数据集的子集作为单独的树状图,但在同一图中 [英] Subsets of a dataset as separate dendrograms, but in the same plot
问题描述
我知道我可以按照以下方式绘制树状图
I know I can plot a dendrogram as follows
library(cluster)
d <- mtcars
d[,8:11] <- lapply(d[,8:11], as.factor)
gdist <- daisy(d, metric = c("gower"), stand = FALSE)
dendro <- hclust(gdist, method = "average")
plot(as.dendrogram(dendro))
但是我已经确定了一些组(例如,通过迭代分类方法),作为 d
中的最后一列给出
However I have some groups identified (eg. by an iterative classification method), given as the last column in d
G <- c(1,2,3,3,4,4,5,5,5,5,1,2,1,1,2,4,1,3,4,5,1,7,4,3,3,2,1,1,1,3,5,6)
d$Group <- G
head(d)
mpg cyl disp hp drat wt qsec vs am gear carb Group
Mazda RX4 21.0 6 160 110 3.90 2.620 16.46 0 1 4 4 1
Mazda RX4 Wag 21.0 6 160 110 3.90 2.875 17.02 0 1 4 4 2
Datsun 710 22.8 4 108 93 3.85 2.320 18.61 1 1 4 1 3
Hornet 4 Drive 21.4 6 258 110 3.08 3.215 19.44 1 0 3 1 3
Hornet Sportabout 18.7 8 360 175 3.15 3.440 17.02 0 0 3 2 4
Valiant 18.1 6 225 105 2.76 3.460 20.22 1 0 3 1 4
我试图将所有树状图一起绘制在同一图上,并且比例相同。只有一个成员的组也需要绘制。 (第6组和第7组)
I am trying to plot all the dendrograms together on the same plot with the same scale. The groups with only a single member also needs to be plotted. (group 6 and 7)
我可以为数据子集绘制单独的树状图,除非组中的成员数只有一个时。但我认为这不是正确的方法。
I am able to plot individual dendrograms for subset of the data except when number of members in a group is only one. But I don't think this is the right approach.

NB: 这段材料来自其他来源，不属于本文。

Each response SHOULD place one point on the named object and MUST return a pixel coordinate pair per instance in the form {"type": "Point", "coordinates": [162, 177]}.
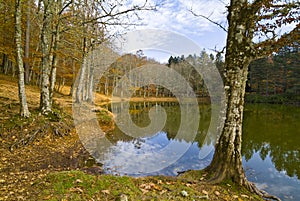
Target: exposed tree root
{"type": "Point", "coordinates": [253, 189]}
{"type": "Point", "coordinates": [245, 183]}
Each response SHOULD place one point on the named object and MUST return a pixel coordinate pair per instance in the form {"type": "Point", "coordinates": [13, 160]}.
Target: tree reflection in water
{"type": "Point", "coordinates": [273, 131]}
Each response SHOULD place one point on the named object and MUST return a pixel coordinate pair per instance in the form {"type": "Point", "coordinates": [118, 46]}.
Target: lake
{"type": "Point", "coordinates": [271, 151]}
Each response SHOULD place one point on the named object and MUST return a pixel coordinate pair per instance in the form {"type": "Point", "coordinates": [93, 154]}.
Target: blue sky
{"type": "Point", "coordinates": [175, 16]}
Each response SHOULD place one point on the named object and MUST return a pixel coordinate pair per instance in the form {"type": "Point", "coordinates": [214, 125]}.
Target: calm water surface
{"type": "Point", "coordinates": [271, 146]}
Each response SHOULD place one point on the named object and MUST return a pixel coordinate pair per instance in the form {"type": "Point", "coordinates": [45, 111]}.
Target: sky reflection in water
{"type": "Point", "coordinates": [271, 152]}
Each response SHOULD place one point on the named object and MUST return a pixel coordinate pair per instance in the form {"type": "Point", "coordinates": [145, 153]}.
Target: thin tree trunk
{"type": "Point", "coordinates": [45, 33]}
{"type": "Point", "coordinates": [79, 88]}
{"type": "Point", "coordinates": [18, 38]}
{"type": "Point", "coordinates": [27, 43]}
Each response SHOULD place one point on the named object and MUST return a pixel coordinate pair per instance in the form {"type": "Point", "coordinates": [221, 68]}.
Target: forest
{"type": "Point", "coordinates": [53, 104]}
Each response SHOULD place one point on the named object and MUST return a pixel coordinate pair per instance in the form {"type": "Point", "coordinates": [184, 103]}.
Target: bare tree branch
{"type": "Point", "coordinates": [210, 20]}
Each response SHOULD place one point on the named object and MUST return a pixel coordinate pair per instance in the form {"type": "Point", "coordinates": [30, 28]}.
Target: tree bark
{"type": "Point", "coordinates": [45, 105]}
{"type": "Point", "coordinates": [18, 38]}
{"type": "Point", "coordinates": [227, 160]}
{"type": "Point", "coordinates": [27, 43]}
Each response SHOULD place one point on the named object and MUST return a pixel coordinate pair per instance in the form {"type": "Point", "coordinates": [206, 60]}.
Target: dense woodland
{"type": "Point", "coordinates": [47, 43]}
{"type": "Point", "coordinates": [73, 30]}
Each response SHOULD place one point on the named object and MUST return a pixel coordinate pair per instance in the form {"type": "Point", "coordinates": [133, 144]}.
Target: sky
{"type": "Point", "coordinates": [175, 16]}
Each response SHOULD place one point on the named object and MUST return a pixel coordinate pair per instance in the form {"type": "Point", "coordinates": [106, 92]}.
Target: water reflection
{"type": "Point", "coordinates": [181, 133]}
{"type": "Point", "coordinates": [271, 148]}
{"type": "Point", "coordinates": [271, 151]}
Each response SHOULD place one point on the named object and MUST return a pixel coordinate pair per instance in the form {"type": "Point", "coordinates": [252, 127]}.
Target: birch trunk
{"type": "Point", "coordinates": [27, 43]}
{"type": "Point", "coordinates": [45, 104]}
{"type": "Point", "coordinates": [18, 38]}
{"type": "Point", "coordinates": [227, 160]}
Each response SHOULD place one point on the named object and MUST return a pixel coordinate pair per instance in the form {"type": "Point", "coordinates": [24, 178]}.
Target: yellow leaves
{"type": "Point", "coordinates": [76, 189]}
{"type": "Point", "coordinates": [106, 192]}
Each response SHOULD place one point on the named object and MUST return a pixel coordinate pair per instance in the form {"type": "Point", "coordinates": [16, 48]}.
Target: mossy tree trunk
{"type": "Point", "coordinates": [19, 53]}
{"type": "Point", "coordinates": [243, 18]}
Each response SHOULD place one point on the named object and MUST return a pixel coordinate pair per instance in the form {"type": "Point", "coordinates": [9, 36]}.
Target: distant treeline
{"type": "Point", "coordinates": [275, 79]}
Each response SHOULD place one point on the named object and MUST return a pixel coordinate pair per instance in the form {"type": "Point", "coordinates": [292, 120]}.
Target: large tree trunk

layout(matrix(1:9, 3,3,byrow=TRUE))
gdist <- as.matrix(gdist)
N <- max(G)
for (i in 1:N){
rc_tokeep <- row.names(subset(d, G==i))
dis <- as.dist(gdist[rc_tokeep, rc_tokeep])
dend <- hclust(dis, method = "average")
plot(as.dendrogram(dend))
}
循环为最后两组给出此错误。 (6和7)只有一个成员。
The loop is giving this error for the last two groups. (6 and 7) having only a single member.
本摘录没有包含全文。